Entreprise de technologie

**La responsabilité se déplace vers les déployeurs alors que l’UE fixe un calendrier pour les incidents liés à l’IA et à la sécurité**

Episode Notes

Un changement structurel dans la responsabilité réglementaire fait désormais peser directement sur les opérateurs ou les déployeurs d’outils basés sur l’IA et de logiciels les obligations de notification des incidents et la responsabilité associée, plutôt que sur les fournisseurs de technologies ou les développeurs de modèles. Ce mécanisme est explicitement établi par les exigences du Cyber Resilience Act (CRA), du Digital Services Act (DSA) de l’UE et du futur Règlement sur les machines. Des incidents tels que la compromission de l’agent de programmation Cursor AI dans une entreprise chimique belge soulignent que les délais de mise en conformité et la surveillance réglementaire visent l’entité qui déploie la technologie.

CrowdStrike et Okta ont tous deux indiqué, dans leurs résultats trimestriels, que l’augmentation des dépenses des entreprises en matière de sécurité était alimentée par la multiplication des attaques générées par l’IA. Gartner prévoit que les dépenses consacrées à la sécurité de l’IA atteindront 4,8 milliards de dollars d’ici 2027, soit une hausse de 68,7 % par rapport à cette année, le contrôle des usages constituant le segment connaissant la plus forte dynamique. Une lettre ouverte signée par plus de 100 fournisseurs — dont OpenAI, Anthropic, AWS et Microsoft — met en garde contre l’urgence des besoins défensifs, mais ne transfère pas pour autant la responsabilité aux fournisseurs de logiciels.

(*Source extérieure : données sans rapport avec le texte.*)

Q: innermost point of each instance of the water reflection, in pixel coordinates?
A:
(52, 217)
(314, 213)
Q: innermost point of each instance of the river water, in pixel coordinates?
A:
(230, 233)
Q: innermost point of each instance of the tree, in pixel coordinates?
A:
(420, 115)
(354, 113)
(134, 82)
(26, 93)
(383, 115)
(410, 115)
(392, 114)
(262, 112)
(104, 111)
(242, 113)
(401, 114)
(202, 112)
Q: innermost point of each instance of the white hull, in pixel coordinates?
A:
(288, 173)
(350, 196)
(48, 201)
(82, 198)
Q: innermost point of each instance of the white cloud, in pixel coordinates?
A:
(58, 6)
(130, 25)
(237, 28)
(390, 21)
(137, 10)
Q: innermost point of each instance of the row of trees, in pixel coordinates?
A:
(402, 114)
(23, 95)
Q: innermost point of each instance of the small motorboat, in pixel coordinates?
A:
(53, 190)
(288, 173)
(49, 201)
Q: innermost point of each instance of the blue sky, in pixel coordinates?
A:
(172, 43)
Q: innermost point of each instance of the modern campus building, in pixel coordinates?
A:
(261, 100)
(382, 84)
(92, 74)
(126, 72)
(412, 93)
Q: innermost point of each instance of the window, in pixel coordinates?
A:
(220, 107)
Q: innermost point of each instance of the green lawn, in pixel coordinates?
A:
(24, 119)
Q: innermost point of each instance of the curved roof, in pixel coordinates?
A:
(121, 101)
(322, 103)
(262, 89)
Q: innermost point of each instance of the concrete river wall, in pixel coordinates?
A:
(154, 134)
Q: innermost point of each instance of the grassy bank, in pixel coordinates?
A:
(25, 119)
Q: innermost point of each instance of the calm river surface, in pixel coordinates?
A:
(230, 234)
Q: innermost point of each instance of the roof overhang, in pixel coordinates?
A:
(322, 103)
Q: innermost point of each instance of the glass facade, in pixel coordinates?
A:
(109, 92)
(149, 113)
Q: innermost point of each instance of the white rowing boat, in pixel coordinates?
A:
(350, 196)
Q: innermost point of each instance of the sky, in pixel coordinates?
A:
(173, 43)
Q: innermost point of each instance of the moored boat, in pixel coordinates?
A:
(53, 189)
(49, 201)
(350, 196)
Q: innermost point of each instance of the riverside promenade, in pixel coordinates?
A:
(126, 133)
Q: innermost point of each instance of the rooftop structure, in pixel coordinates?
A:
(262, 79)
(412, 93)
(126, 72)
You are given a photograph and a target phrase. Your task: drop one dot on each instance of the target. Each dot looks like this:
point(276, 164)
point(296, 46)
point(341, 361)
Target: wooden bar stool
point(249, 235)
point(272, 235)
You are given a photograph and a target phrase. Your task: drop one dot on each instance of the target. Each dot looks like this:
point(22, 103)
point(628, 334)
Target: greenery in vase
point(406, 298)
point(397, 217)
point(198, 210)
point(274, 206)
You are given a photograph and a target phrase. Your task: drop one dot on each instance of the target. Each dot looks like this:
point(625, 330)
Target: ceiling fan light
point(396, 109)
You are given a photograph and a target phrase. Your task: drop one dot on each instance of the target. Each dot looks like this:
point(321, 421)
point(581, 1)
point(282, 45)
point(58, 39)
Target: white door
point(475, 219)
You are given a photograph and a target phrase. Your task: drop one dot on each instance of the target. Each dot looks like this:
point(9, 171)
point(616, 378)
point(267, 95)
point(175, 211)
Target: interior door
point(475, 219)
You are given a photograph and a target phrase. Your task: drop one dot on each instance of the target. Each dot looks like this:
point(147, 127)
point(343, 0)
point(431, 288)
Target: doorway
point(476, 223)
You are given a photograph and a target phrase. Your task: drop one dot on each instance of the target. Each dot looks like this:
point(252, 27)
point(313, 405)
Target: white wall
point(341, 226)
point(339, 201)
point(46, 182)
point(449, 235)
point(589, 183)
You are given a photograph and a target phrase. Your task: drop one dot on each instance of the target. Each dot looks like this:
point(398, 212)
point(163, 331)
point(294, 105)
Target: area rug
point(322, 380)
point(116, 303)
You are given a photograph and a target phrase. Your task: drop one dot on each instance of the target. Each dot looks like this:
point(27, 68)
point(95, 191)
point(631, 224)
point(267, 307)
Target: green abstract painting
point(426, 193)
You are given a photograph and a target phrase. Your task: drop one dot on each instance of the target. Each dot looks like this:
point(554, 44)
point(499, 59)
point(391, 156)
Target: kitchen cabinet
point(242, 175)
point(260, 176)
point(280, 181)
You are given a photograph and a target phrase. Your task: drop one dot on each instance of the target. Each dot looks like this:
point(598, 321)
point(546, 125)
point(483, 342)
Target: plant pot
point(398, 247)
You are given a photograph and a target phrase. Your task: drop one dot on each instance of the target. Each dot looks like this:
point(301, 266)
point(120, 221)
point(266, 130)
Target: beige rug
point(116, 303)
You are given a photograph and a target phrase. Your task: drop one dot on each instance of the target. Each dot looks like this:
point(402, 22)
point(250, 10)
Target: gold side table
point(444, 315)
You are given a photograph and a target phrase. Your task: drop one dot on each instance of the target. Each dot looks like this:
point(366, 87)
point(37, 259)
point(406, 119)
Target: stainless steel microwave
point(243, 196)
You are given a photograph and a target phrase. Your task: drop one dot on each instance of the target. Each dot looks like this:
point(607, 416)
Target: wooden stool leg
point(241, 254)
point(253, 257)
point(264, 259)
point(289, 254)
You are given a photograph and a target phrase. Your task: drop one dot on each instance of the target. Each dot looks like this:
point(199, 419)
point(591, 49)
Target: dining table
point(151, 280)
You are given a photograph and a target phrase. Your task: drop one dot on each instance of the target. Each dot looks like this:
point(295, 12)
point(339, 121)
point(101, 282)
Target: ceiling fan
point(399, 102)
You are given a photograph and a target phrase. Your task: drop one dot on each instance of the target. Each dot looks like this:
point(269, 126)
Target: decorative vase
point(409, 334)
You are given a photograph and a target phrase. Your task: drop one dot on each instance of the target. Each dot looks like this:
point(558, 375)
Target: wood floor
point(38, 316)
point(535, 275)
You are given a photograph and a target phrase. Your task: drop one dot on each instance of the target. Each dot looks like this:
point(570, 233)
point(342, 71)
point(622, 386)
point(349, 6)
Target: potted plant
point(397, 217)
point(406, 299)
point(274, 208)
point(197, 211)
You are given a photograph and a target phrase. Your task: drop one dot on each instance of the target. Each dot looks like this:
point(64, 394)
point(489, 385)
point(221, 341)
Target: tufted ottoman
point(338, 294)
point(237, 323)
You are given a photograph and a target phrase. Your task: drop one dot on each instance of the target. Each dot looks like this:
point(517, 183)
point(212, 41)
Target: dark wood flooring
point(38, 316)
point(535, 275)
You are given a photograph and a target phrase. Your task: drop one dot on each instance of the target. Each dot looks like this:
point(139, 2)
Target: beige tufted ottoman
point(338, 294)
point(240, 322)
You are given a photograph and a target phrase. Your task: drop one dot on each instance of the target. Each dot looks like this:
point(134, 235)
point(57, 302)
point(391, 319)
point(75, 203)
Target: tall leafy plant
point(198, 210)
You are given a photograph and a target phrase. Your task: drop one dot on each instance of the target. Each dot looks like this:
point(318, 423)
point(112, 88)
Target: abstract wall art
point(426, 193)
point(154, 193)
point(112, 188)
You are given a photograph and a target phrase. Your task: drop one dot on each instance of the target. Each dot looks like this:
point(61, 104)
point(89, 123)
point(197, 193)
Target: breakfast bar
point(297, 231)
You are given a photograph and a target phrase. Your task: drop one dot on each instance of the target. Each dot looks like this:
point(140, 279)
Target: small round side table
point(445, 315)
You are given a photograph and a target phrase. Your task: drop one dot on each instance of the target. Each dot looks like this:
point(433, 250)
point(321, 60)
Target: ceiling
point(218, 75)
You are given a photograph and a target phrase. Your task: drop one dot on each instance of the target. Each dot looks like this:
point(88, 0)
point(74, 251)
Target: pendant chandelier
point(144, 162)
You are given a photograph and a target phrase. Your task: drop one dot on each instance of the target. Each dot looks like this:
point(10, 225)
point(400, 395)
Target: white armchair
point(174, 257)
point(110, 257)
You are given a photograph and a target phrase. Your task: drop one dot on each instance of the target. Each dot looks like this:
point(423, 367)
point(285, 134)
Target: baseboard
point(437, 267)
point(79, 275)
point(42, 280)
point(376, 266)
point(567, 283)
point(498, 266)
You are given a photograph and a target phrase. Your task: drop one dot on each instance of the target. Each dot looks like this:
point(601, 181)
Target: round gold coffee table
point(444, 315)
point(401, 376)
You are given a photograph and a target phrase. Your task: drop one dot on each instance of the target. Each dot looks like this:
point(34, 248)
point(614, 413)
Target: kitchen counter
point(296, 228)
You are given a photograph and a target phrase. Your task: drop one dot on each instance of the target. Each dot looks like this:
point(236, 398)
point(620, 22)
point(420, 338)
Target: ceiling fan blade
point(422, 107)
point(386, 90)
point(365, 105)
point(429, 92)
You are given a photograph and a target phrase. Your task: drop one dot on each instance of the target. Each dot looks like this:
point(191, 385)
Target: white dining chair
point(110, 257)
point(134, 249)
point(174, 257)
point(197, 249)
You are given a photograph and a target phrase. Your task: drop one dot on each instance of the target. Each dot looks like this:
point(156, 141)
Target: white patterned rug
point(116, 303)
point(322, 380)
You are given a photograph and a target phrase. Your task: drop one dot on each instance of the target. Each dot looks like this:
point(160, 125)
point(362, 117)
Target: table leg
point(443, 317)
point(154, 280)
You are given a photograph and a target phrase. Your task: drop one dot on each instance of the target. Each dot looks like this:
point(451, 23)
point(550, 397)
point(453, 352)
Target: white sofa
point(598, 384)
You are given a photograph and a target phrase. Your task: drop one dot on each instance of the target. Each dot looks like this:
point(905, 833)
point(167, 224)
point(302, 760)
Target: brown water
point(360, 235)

Les récentes compromissions et vulnérabilités illustrent la manière dont la responsabilité reste attribuée au fournisseur de services ou à l’organisation qui met en œuvre la solution. Lors de la compromission de Cursor, les obligations de notification incombaient à AnySphere (le fournisseur du produit) et à l’organisation victime, et non aux fournisseurs des modèles en amont. De même, après la vulnérabilité de Passportal de N-able, les MSP étaient responsables de la remédiation auprès de leurs clients. Dans chaque cas, la « ligne de responsabilité » aboutit à la partie qui déploie l’outil.

Pour les MSP et les fournisseurs de services informatiques, ces tendances nécessitent une mise à jour des contrats, des opérations et des communications avec les clients. Les structures de services doivent accorder la priorité aux délais de réponse réglementaires, à la documentation et à des obligations de signalement clairement définies. Les fournisseurs qui servent des clients dans l’UE ou qui sont liés à des chaînes d’approvisionnement mondiales s’exposent à des risques commerciaux s’ils ne prennent pas en compte de manière proactive ces exigences réglementaires avant les échéances obligatoires.